Grounded in performative ontology, the sociomaterial approach challenges the representational epistemology dominant in educational research (Fenwick and Edwards Citation2013). While the established view sees standards as stable representations of intentions and expectations, the sociomaterial perspective emphasises their dynamic, performative and context-dependent nature, suggesting that they are actively enacted and co-constructed in human–material interactions (Ajjawi, Bearman, and Boud Citation2019). Bearman and Ajjawi (Citation2021, 362) illustrated the performative nature of professional standards by explaining how a nurse enacts protocol standards rather than simply following them when taking a patient’s blood pressure. While adhering to the strict protocol, the nurse simultaneously adapts to the patient’s particular situation, such as health status and restrictive clothing.
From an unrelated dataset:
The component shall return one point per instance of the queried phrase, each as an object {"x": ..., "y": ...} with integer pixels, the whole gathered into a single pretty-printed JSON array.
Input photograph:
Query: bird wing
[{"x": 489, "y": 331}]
Similarly, assessment criteria are dynamic entities ‘that can mobilise or constrain human action’ (Ajjawi, Bearman, and Boud Citation2019, 7). They are fluid performances shaped by the context and the actors involved, revealing their active participation in the assessment process (Bearman and Ajjawi Citation2021, 361).
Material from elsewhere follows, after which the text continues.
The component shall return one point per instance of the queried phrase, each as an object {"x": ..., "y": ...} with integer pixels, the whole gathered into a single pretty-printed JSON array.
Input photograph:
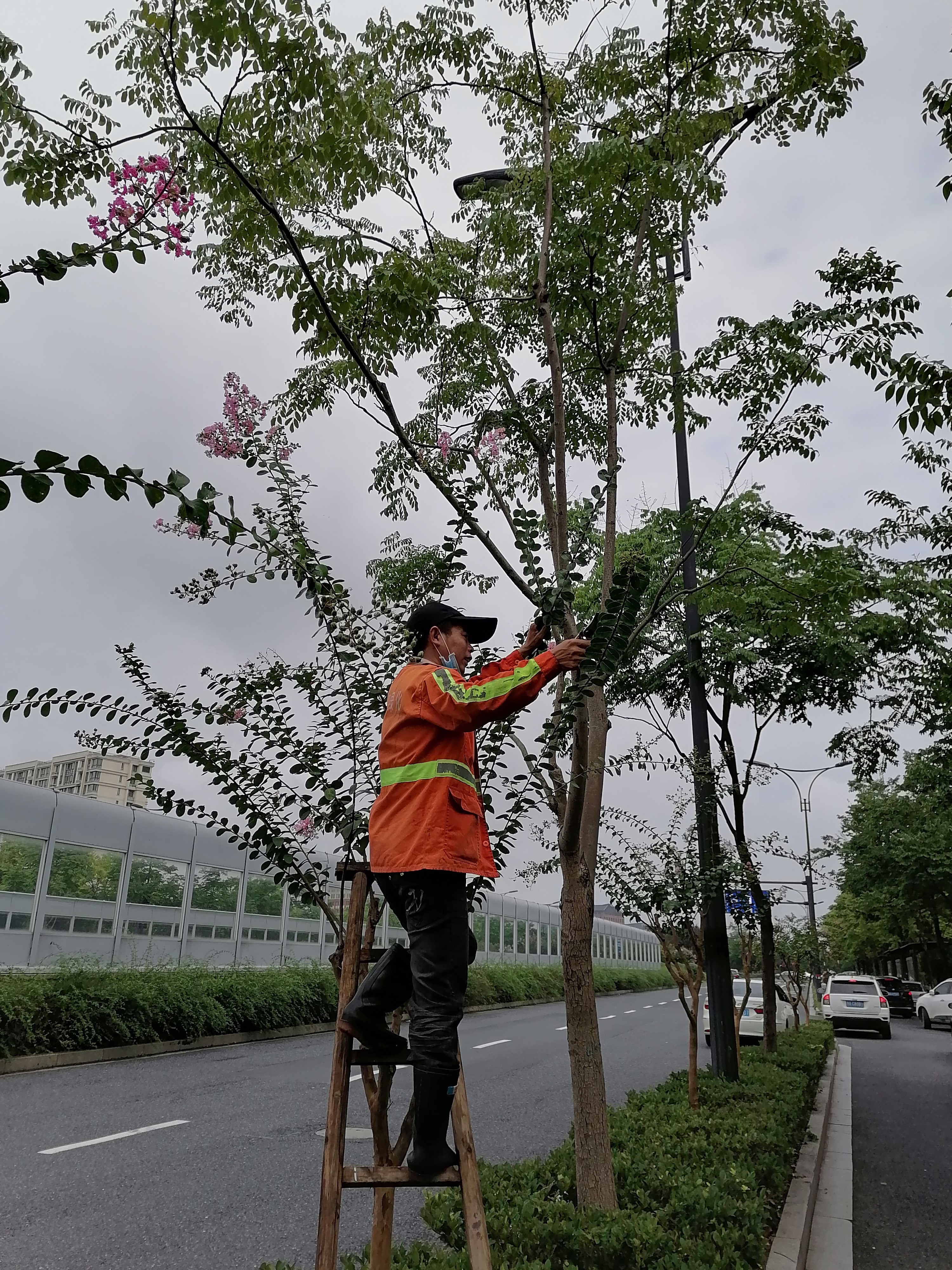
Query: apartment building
[{"x": 106, "y": 778}]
Ajjawi, Bearman and Boud (Citation2019) used the terms ‘tinkering’ and ‘rupturing’ to describe the dynamic nature of standards. ‘Tinkering’ refers to ongoing, small adjustments to standards in response to specific contexts and purposes, indicating the adaptability required in different scenarios (Mol Citation2009). In contrast, ‘rupturing’ refers to significant departures from established standards, which occur when these adjustments or interpretations diverge too far from their intended application and can no longer be enacted (Law Citation2009). These concepts serve as analytical tools for understanding the elasticity of standards and the need to strike a balance between maintaining the integrity of standards and allowing for subjective and contextual flexibility. They also help examine the implications of examiners’ enactment of evaluative judgement.

Methods

Empirical context

Within Norwegian higher education, the prevailing assessment system is criterion-referenced, where student work is assessed against predefined criteria to ensure a reliable and fair assessment of student competence (University and University Colleges Act Citation2005). Policy measures to ensure assessment quality include examiner guidelines, external evaluations, and consensus moderation. This study’s participants are therefore accustomed to consensus moderation and the use of criteria. Examiners are compensated based on specific time allocations for each assignment, which may influence the thoroughness of their judgements.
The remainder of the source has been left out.